Every year I'd see those Cannes datelines and imagine reporters lounging poolside at the Hotel du Cap with a notepad in one hand and a gin-and-tonic in the other. Not this time, and probably not for a long time. Writing in the HuffPost, Rex Weiner laments on how drastic budget cuts at the two Hollywood trades will result in drastically reduced coverage of the annual film festival. This is not exactly the cause of universal regret, though it is emblematic of how far Variety, THR and Cannes itself have fallen.
While fielding a handful of reporters under the command of its new Editor-in-Chief, Tim Gray, Variety will for the first time in more than a decade be producing its daily Cannes edition entirely from its LA offices, cutting costs by paying overtime to a skeleton crew in LA working a two-week nightshift from Opening Night to the May 24th Palme d'Or awards ceremonies. Of the fifteen people THR registered with the festival press office, only four are reporters and two are film reviewers, with Editor-in-Chief Elizabeth Guider holding down the fort in LA where half the show-daily will be produced.
[CUT]
But while the cutback in trade reporting from the field may be yet another symptom of the media's overall malaise, it also marks a tipping point for the Cannes Film Festival itself.
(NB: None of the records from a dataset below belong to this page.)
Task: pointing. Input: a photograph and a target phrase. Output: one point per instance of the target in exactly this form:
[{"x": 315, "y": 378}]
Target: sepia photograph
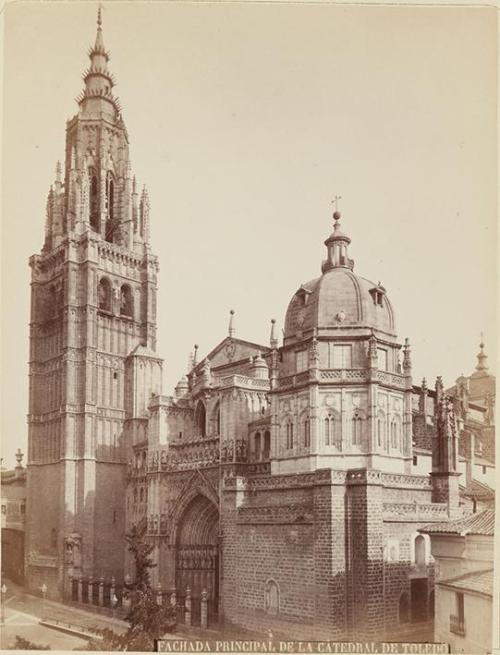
[{"x": 249, "y": 340}]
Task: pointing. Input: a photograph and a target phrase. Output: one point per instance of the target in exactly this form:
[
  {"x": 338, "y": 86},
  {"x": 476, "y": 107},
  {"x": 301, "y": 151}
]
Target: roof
[
  {"x": 478, "y": 490},
  {"x": 338, "y": 299},
  {"x": 481, "y": 523},
  {"x": 478, "y": 581}
]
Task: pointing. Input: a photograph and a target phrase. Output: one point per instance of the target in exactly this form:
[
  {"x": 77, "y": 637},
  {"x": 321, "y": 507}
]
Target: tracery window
[
  {"x": 332, "y": 431},
  {"x": 395, "y": 432},
  {"x": 104, "y": 294},
  {"x": 94, "y": 200},
  {"x": 126, "y": 301},
  {"x": 110, "y": 201},
  {"x": 200, "y": 419},
  {"x": 356, "y": 429},
  {"x": 381, "y": 429},
  {"x": 307, "y": 432},
  {"x": 289, "y": 435},
  {"x": 257, "y": 446}
]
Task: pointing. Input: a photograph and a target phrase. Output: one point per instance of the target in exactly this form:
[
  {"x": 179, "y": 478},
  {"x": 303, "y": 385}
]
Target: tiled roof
[
  {"x": 479, "y": 581},
  {"x": 478, "y": 489},
  {"x": 480, "y": 523}
]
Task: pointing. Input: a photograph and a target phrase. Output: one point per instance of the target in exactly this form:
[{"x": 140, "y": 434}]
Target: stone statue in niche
[
  {"x": 73, "y": 550},
  {"x": 271, "y": 598}
]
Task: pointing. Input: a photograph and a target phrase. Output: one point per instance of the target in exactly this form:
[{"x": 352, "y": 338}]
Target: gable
[{"x": 231, "y": 352}]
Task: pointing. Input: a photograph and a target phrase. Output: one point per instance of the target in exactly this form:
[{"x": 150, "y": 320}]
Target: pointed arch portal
[{"x": 197, "y": 557}]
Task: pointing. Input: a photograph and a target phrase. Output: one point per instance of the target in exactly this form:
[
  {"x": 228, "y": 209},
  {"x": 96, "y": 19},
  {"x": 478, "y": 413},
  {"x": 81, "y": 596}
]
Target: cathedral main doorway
[{"x": 197, "y": 556}]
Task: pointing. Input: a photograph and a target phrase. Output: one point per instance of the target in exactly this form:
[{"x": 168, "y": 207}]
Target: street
[{"x": 22, "y": 613}]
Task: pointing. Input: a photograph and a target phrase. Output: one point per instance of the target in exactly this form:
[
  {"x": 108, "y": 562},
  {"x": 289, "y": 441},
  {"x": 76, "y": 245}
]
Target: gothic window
[
  {"x": 104, "y": 294},
  {"x": 307, "y": 432},
  {"x": 94, "y": 200},
  {"x": 52, "y": 302},
  {"x": 257, "y": 446},
  {"x": 382, "y": 359},
  {"x": 404, "y": 608},
  {"x": 395, "y": 432},
  {"x": 126, "y": 301},
  {"x": 301, "y": 360},
  {"x": 110, "y": 200},
  {"x": 381, "y": 429},
  {"x": 342, "y": 356},
  {"x": 267, "y": 445},
  {"x": 356, "y": 426},
  {"x": 216, "y": 414},
  {"x": 200, "y": 420},
  {"x": 332, "y": 431},
  {"x": 420, "y": 551}
]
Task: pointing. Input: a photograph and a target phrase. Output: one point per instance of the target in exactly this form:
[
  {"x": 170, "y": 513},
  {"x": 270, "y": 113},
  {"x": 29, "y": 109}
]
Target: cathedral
[{"x": 283, "y": 484}]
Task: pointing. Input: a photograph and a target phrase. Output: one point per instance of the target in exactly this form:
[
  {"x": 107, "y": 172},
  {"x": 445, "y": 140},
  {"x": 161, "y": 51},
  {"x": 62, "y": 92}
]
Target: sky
[{"x": 245, "y": 120}]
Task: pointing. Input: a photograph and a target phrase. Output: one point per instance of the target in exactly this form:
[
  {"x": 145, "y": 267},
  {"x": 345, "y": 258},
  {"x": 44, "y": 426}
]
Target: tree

The importance of Cannes has diminished in the film world over the years (when was the last time a Palme d'Or winner was also a hit at the US box-office?), and now the lack of serious coverage by industry journalists may prove to be its death knell.
The daily Cannes editions, printed locally and distributed all over the festival, used to generate significant dollars for the trades, which supposedly justified the caravan of reporters and editors (always seemed like a boondoggle to me). Sure, you're more likely to get a piece of news at the scene instead of on the phone from L.A. But apparently news from Cannes isn't what it used to be.